Published by Tide-mark, the 2018 calendar opens to 13.75 by 20.5 inches.
English locales featured in the England, Vintage Images circa 1900 include:
The Old Post Office in Lee, North Devon offered refreshment for travelers. Lee is in southwest England near the coast of the Bristol Channel that opens onto the Atlantic Ocean.
The Tower Bridge crosses the River Thames near the Tower of London. Completed in 1894, the bridge design used water pressure to raise the bascules of the bridge.
Located in England’s Peak District, Buxton was famous in Roman times for its thermal springs. In the 18th century, the 5th Earl of Devonshire developed the crescent and adjoining hotels to compete with Bath as a spa destination. The Pump Room pictured here was added in the 19th century beside St. Ann’s Well on the crescent.
Valley Gardens in Harrogate includes 17 acres of park, woodland, floral displays, and 36 of the town’s 88 mineral wells. It is believed that more mineral springs come to the surface in Valley Gardens than in any other location on earth.
Offering the most southwesterly deep port in England, Falmouth, on the south coast of Cornwall, was frequently the first stop for naval vessels returning to Britain. By the 1900s, tourists had discovered Falmouth’s five beaches and set the direction for the town’s future.
The Borough Gardens in Dorchester were designed by William Godring and opened to the public in 1896. The bandstand was donated by Col. W.E. Brymer, MP as a tribute to the people of Dorchester and as a memorial of Her Majesty Queen Victoria’s Diamond Jubilee.
The Norman castle on the hill in Launceston, Cornwall suggests the significance the town once enjoyed. Formerly the capital of Cornwall, Launceston enjoyed a strategic location in the Tamar Valley near the Devon border.
Part of Portsmouth at the end of Portsea Island, Southsea was developed in the 19th century as a Victorian resort.
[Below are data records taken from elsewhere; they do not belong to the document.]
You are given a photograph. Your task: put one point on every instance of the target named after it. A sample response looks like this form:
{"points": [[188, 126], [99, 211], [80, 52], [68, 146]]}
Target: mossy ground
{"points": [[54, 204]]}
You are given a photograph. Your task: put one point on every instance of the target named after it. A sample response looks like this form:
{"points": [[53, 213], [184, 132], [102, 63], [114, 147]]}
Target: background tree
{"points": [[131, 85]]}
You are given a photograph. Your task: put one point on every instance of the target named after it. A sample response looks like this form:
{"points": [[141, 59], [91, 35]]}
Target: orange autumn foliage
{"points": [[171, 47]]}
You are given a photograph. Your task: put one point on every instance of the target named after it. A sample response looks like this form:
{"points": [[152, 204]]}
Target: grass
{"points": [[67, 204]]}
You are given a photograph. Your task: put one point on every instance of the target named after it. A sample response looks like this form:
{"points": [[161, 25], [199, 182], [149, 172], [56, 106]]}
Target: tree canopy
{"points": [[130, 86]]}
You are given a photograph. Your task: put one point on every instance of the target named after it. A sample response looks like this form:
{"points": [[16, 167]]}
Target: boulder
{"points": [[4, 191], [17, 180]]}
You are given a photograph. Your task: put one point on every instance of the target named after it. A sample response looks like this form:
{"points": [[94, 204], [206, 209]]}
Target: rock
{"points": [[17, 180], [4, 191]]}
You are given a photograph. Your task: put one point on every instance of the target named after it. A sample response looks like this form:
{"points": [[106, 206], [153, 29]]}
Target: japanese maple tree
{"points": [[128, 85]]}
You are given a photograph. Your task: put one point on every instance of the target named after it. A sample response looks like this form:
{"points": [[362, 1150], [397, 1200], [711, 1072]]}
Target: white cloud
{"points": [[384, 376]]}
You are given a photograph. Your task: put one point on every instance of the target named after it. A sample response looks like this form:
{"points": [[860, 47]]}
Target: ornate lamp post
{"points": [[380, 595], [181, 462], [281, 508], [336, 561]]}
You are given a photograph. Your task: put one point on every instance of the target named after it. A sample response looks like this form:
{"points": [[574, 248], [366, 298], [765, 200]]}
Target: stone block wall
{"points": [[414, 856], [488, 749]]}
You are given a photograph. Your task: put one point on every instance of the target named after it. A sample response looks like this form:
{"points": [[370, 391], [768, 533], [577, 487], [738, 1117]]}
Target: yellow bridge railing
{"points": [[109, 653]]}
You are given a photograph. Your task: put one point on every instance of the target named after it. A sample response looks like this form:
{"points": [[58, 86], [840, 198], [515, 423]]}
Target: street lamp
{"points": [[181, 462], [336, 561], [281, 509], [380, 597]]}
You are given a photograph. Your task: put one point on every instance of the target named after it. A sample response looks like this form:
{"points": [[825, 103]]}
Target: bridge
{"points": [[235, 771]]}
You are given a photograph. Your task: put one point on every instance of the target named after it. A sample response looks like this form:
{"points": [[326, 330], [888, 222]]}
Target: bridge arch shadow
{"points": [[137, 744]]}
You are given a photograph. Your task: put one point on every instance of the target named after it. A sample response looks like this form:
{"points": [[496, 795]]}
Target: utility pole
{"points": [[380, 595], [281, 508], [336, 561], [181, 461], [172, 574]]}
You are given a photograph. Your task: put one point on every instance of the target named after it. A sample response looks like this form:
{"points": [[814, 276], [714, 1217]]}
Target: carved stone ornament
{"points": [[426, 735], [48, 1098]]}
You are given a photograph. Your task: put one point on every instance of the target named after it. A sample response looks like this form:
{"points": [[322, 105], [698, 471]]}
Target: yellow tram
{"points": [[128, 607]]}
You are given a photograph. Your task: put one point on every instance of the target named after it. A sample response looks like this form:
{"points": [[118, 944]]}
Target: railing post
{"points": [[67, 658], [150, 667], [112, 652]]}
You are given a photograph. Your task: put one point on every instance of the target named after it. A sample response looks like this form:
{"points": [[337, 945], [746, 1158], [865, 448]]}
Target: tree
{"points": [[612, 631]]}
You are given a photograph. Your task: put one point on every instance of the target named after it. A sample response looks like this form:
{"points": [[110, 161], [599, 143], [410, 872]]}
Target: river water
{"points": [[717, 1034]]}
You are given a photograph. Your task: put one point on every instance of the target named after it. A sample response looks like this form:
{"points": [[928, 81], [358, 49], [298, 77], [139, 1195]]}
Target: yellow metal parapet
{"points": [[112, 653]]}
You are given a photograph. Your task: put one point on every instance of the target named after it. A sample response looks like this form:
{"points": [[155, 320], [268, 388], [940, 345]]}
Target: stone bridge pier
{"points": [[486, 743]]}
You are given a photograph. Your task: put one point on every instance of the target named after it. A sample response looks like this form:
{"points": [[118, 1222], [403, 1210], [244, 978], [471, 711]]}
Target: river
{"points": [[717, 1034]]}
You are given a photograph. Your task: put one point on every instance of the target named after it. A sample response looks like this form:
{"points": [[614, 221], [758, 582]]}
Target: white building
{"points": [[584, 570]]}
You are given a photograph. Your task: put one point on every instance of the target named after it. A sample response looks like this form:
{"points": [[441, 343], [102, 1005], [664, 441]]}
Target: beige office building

The beach of flint gravel doesn’t seem to have much to recommend it, but apparently low tide revealed a sandy an appealing sandy edge.
This view of Weymouth’s 17th century waterfront includes vessels at anchor in the River Wey. The picture was taken from the Nothe Peninsula that juts into the sea and provides shelter for the harbor.
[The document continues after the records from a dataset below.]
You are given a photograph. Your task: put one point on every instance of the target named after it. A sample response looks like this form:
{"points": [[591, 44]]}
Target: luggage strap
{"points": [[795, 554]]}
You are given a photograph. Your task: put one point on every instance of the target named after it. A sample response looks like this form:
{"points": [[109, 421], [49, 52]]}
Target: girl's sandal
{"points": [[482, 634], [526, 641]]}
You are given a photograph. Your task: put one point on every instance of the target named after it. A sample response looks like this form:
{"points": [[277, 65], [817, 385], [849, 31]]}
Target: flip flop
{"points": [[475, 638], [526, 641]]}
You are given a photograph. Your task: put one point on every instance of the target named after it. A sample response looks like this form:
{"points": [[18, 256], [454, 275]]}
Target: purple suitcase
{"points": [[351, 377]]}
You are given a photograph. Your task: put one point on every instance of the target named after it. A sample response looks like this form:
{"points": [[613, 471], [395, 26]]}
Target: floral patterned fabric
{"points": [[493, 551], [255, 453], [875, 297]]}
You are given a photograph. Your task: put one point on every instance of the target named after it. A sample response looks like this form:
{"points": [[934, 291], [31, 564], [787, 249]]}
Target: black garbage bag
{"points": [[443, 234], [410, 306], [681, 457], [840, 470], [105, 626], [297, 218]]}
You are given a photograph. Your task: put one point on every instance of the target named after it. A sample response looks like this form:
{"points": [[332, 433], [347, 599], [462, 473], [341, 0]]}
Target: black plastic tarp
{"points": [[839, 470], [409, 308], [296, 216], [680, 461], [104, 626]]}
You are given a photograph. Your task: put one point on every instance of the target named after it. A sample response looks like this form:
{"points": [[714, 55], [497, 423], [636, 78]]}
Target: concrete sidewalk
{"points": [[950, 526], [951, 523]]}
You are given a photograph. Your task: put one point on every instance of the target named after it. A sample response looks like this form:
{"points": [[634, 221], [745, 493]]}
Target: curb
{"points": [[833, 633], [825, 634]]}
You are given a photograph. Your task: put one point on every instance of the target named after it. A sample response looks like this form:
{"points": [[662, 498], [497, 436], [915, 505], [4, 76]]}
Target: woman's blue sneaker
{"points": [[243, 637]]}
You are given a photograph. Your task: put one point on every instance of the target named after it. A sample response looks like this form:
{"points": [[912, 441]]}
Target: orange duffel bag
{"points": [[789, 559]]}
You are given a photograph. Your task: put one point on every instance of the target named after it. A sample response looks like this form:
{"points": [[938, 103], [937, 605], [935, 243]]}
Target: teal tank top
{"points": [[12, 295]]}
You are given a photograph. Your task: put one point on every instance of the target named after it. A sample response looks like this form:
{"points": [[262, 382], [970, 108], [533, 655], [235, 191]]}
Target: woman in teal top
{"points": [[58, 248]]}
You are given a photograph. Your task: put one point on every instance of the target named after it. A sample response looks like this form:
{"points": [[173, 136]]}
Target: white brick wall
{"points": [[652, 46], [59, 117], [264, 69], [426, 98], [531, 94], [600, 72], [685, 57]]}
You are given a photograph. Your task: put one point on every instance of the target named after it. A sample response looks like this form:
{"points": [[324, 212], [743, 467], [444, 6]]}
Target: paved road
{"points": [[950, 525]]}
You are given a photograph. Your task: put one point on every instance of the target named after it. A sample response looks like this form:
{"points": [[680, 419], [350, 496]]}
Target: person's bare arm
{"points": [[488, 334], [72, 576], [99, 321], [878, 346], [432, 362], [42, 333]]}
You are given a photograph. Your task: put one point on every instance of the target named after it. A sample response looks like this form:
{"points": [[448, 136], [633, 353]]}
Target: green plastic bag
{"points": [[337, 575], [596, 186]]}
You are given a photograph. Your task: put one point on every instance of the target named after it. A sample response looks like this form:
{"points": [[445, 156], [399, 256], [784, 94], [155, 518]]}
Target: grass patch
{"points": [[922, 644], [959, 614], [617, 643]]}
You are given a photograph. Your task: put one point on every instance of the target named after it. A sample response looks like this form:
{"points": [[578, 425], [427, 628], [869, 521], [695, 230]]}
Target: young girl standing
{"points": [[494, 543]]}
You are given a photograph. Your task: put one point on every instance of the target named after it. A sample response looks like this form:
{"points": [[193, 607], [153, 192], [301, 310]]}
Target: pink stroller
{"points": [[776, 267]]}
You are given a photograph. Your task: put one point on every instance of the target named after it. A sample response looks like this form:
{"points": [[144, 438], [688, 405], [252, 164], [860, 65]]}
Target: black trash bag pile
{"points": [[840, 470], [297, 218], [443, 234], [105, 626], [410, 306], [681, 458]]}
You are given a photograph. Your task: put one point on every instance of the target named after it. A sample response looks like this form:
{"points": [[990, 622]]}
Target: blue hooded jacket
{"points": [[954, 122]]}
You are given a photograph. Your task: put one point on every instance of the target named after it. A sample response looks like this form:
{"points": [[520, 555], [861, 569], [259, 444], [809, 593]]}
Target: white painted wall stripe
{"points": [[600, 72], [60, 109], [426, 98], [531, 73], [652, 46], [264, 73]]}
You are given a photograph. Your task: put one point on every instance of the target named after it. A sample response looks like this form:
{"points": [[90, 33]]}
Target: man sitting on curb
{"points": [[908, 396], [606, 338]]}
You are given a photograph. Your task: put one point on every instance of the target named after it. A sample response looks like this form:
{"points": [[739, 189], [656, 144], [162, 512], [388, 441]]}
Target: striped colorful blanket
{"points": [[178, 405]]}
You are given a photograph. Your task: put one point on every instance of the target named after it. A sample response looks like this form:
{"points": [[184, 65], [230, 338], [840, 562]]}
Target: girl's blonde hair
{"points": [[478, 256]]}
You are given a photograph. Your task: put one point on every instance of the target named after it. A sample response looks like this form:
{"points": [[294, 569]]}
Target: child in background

Established by Benedictine priests, Whitby Abbey was dissolved by Henry VIII in the late 1530s. The ruins overlook the North Sea from Whitby in North Yorkshire and became a tourist attraction along with the town in the 19th century.
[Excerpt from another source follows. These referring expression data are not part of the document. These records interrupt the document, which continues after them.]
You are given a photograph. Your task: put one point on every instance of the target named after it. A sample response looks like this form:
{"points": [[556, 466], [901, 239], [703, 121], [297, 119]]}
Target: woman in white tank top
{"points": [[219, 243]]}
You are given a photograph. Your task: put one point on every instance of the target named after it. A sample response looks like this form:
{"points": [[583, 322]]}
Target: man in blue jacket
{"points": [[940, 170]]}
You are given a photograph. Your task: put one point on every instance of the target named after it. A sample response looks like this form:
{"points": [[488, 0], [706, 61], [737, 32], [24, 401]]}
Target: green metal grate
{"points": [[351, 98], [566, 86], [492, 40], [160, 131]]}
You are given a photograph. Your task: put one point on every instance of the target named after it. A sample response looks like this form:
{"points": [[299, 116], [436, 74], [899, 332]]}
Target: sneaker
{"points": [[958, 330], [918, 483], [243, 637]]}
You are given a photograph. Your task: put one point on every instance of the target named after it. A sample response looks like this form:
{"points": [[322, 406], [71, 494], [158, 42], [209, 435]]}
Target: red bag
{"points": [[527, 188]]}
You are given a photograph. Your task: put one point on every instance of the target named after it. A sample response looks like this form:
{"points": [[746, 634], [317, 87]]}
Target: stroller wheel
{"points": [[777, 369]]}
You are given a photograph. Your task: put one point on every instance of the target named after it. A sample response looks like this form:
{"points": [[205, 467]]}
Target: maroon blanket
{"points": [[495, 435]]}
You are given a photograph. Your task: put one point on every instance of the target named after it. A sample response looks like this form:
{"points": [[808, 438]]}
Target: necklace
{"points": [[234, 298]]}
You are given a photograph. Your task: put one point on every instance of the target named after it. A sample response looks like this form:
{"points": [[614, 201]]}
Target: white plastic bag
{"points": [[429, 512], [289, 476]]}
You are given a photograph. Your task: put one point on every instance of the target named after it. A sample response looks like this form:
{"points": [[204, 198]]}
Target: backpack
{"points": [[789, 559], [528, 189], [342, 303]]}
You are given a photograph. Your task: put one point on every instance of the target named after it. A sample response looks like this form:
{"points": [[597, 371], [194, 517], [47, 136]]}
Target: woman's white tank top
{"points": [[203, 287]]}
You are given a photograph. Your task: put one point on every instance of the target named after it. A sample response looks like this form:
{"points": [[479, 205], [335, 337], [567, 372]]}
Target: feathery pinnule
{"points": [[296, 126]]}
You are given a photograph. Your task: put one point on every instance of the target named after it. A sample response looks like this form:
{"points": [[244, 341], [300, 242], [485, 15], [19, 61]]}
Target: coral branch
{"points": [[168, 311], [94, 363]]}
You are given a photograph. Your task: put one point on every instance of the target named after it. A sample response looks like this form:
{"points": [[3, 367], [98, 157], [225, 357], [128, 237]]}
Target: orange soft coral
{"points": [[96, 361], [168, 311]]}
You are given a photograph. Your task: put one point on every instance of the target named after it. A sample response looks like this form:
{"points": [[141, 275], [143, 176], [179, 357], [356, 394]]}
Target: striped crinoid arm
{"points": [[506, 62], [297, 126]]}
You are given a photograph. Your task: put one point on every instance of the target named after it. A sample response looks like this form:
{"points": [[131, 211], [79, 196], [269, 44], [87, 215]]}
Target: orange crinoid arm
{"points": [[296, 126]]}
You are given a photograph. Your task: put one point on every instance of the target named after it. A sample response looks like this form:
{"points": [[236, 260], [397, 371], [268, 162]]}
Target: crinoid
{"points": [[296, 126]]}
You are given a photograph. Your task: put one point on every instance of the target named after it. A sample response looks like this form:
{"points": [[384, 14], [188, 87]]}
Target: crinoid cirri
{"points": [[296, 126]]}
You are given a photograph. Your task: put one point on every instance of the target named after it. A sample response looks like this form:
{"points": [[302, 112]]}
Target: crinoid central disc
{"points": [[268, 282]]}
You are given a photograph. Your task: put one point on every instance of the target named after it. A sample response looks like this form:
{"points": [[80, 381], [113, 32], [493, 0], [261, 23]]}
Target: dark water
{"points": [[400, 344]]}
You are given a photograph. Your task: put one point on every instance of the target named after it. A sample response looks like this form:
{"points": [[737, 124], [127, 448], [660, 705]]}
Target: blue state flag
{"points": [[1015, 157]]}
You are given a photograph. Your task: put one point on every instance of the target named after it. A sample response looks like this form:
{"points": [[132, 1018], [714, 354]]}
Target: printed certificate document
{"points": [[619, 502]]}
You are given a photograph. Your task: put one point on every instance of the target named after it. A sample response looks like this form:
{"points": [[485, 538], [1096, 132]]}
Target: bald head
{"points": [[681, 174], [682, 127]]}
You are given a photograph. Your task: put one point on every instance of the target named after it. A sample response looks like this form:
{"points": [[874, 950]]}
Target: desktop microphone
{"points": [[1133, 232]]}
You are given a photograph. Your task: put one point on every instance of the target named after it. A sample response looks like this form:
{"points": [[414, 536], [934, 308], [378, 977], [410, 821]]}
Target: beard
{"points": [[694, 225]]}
Rochester Castle on the bank of the River Medway in Rochester, Kent was constructed in the 12th century to protect England’s southeast coast. The castle’s stone tower, or keep, is considered to be one of the finest structures of its age.
Picadilly Circus in London’s West End was built in 1819 to connect Regent St. with Piccadilly. The Shaftesbury Memorial Fountain, shown it its original location at the center of the Circus, was erected in 1893 to commemorate the philanthropic work of Lord Shaftesbury. The winged figure atop the fountain was designed by Alfred Gilbert and is believed to be the first sculpture in the world to be cast in aluminum.